Hey! Welcome to the new audio lesson with ABC English Levels! I’m Valentine and today we’re practising the third part of the FCE Speaking paper. We will try to discuss a question from FCE Speaking part 3, and you’ll understand how to keep the conversation going, express your opinion and ask for your partner’s. You’ll learn some useful phrases and some practical tips as well.
Well, off we go!
Normally, the topic is the same for parts 2,3 and 4. So, let it be about leisure time as we’ve already had an example of dealing with it when we compared the two photos in one of our audio lessons.

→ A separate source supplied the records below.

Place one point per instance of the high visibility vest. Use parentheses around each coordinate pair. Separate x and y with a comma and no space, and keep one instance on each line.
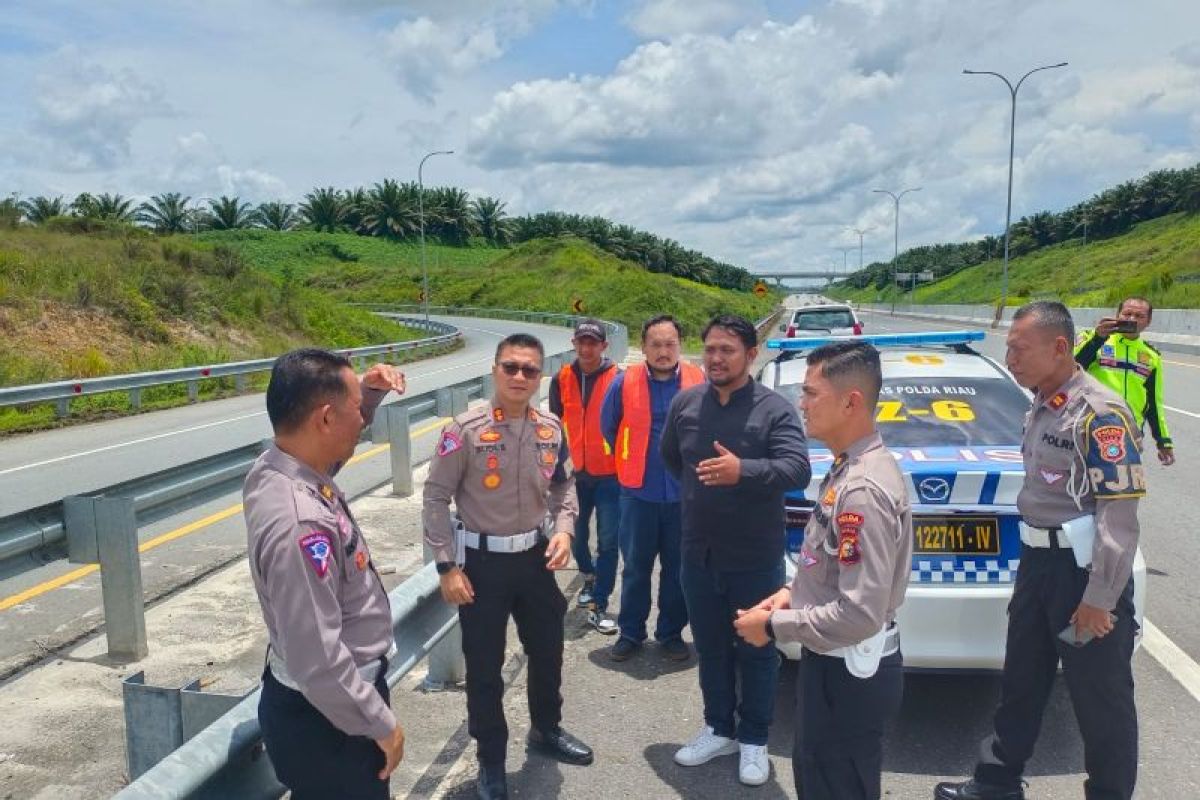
(634,432)
(589,451)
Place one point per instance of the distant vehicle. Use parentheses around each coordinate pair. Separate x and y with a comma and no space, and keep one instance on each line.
(953,419)
(825,319)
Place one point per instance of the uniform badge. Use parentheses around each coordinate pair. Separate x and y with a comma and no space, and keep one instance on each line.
(318,549)
(1110,439)
(850,528)
(449,444)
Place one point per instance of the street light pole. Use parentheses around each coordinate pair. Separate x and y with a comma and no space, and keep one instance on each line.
(895,252)
(1012,150)
(420,214)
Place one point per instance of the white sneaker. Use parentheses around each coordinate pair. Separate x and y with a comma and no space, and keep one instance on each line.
(755,768)
(705,747)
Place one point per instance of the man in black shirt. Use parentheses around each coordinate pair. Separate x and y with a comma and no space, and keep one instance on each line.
(736,447)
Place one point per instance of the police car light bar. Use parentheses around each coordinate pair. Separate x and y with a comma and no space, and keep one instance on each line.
(880,340)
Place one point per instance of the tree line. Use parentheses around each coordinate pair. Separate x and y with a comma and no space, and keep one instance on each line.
(390,210)
(1108,214)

You remember that in the 1st part of Speaking Part 3 you have 2 minutes to discuss a question and 5 options with your partner. Let’s say the question is «How can people benefit from these activities?«. And the 5 prompts could be: reading a book, going to a gig (gig is a live concert), hanging out with friends, gathering with the family and going cycling.
You have 15 seconds to think about the 5 options and how they relate to the question. So, you can quickly set possible connections between them. Reading – alone, relaxed, quiet atmosphere. Going to a gig – normally with friends, enjoying a lively world of music, meeting new people. Hanging out with friends – sharing your experiences, catching up on news. Gathering with the family – feeling support and love from people you have known since your childhood. Going cycling – healthy activity, especially good for those who work behind the desk all the time.
Phrases to keep the conversation moving
Let’s revise some expressions you can use to keep the conversation going.
- To agree: Yes, right. Absolutely! I can’t agree with you more. I’m with you here. I haven’t thought about it but you’re right.
- To disagree: I’m afraid, I disagree here (say why). I see what you’re getting at but I have another opinion (say what). Well, maybe but…
- To express your opinion: Frankly speaking, I believe, I guess, I suppose, I think, to my mind, in my opinion, I’m not sure but, I’m convinced that.
- To ask for an opinion: What do you think? What’s your opinion? Do you agree? And what about you? Question tags (isn’t it? aren’t they? don’t we? etc.)
- To move to another option: Shall we move on to the next option? What about (say the next option)? What do you think about (say the next option)?
Important! Each option you discuss must relate to the central question, do not deviate from it!
You: Do you want to start or would you prefer me to start?
Partner: I don’t mind if you start.
You: OK. Well, I’d say reading is an excellent way to relax if you work physically. You make yourself comfortable and let go with the characters. There’s always a good chance you learn something new, right?
Partner: Agrees or disagrees with you and moves to the next option. E.g.: Sure! I also think reading is the best way to train your imagination too. And what about going to a gig? I guess it’s really fun to rub shoulders with (meet and spend time with someone) people and feel the pulse of live music, isn’t it?
You should always react to your partner’s opinion first and then move on to the next prompt.
You: Can’t agree with you more here. There’s always someone interesting to meet at such events, and it’s a great possibility to recharge your batteries (take a break from your routine). And I believe hanging out with friends can give people the feeling of satisfaction and support in an informal situation. Don’t you think so?
Partner: Absolutely! Besides, people can catch up on what’s new talking to their friends. I think it’s very similar to gathering with a family, do you agree?
You: Well, maybe, but I think the family gives us that unique sense of home that we can never find anywhere else. OK. And what do you think about cycling? Isn’t it the healthiest way of spending spare time?
Partner: Yes, agree, cycling is the best cardiovascular activity in my opinion and the cheapest way of travelling as well.
In part 2 of this task, the examiner asks you and your partner a question related to the previous discussion and gives one minute to answer. Remember that you shouldn’t discuss every prompt again. Just get immediately to the point and offer your point of view.
So, the examiner can ask: Which activity is the most satisfying? Why?
You can choose any option that seems right to you, say about it and support your opinion. E.g.:
You: To my mind, going out with friends is the most satisfying as you change the atmosphere, have a good natter (chat) and a whale of a time (enjoy very much) together with the people who understand you best. What about you?
Partner: Well, you might be right but, frankly speaking, I’d choose a get-together with the family because of the cosy intimate atmosphere and the opportunity to meet with my nearest and dearest who I see only on family events.
- It is not necessary to reach an agreement with your partner, so don’t worry if you have another opinion. It might be good to use up one minute the examiner gives you to discuss the question.
- If it turns out you quickly agree on the best option, try to focus on more details, or give examples from your personal experience. You also can say why the rest of the prompts are not as good.
Well, let’s summarise. In today’s lesson, you’ve learnt the expressions to keep the conversation moving, useful vocabulary to talk about different activities and some tips to feel confident at the exam.
That’s all for today. In the next lesson, we’ll focus on the last, 4th part of the Speaking Paper.
This was ABC English Levels and Valentine. Take care!